If you have the financial means, you may want to look for alternative products or services that don't rely as heavily on a global supply chain. For example, get fresh fruits and vegetables from local farmers by subscribing to a community-supported agriculture (CSA) box, or look for local small businesses and artisans that you can support while gift shopping this year.
What Can You Do if You're Struggling to Pay Bills?
As disruptions ripple throughout the economy, the cost of a variety of products and services may increase. Plus, there may be limited availability for budget options.
Inflation can be particularly difficult to manage if you are already struggling financially. But there are a variety of approaches you could take to try to offset the higher cost of living:
- Ask for a raise. Employers may be more inclined to agree right now, particularly if they're struggling to find and retain good workers.

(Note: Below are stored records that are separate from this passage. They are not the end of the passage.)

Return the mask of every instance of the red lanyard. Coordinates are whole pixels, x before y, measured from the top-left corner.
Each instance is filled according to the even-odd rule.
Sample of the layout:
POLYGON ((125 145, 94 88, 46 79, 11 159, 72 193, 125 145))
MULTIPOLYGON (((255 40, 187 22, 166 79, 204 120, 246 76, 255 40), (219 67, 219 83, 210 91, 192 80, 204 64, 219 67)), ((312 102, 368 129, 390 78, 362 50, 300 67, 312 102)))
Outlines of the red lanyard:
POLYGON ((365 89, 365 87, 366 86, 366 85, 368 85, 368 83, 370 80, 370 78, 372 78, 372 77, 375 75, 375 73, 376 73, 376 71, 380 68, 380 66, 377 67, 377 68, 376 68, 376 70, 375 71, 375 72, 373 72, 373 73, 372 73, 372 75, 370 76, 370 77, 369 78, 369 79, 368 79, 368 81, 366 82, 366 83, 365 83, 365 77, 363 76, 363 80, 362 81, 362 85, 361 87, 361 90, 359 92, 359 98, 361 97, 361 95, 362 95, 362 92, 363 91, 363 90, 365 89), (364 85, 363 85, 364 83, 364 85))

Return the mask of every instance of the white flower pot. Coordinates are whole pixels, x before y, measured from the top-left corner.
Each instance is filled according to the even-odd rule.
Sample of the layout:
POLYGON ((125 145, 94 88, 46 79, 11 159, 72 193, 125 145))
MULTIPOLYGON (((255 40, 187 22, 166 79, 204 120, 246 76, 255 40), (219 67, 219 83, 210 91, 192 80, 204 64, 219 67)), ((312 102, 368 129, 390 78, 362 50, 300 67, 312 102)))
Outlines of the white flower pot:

- Look for ways to save. There are many ways to save money, from negotiating lower rates on cable or internet services to using cash back apps when you're shopping online and in stores.
- Hold off on major purchases. Consider waiting to make major purchases, such as a car or new appliances. When deciding your course of action, however, know that there's a risk that supply shortages get worse before they get better.
- Make at least your minimum payments. Even when you're having trouble managing your debt, it's important to at least make the minimum required payment to avoid late payment fees and to keep a late payment from hurting your credit. If this seems impossible, however, reach out to your creditor before the due date to ask if there are any hardship options available.
- Connect with a credit counselor. If you need help with a budget or creditors, you can also contact a nonprofit credit counseling agency to discuss your options. You may be able to get free or low-cost assistance.
As always, keeping tabs on your credit report and score can be an important part of managing your finances. It can help give you a sense of your options if you need to borrow money, and let you know if someone is trying to open an account in your name.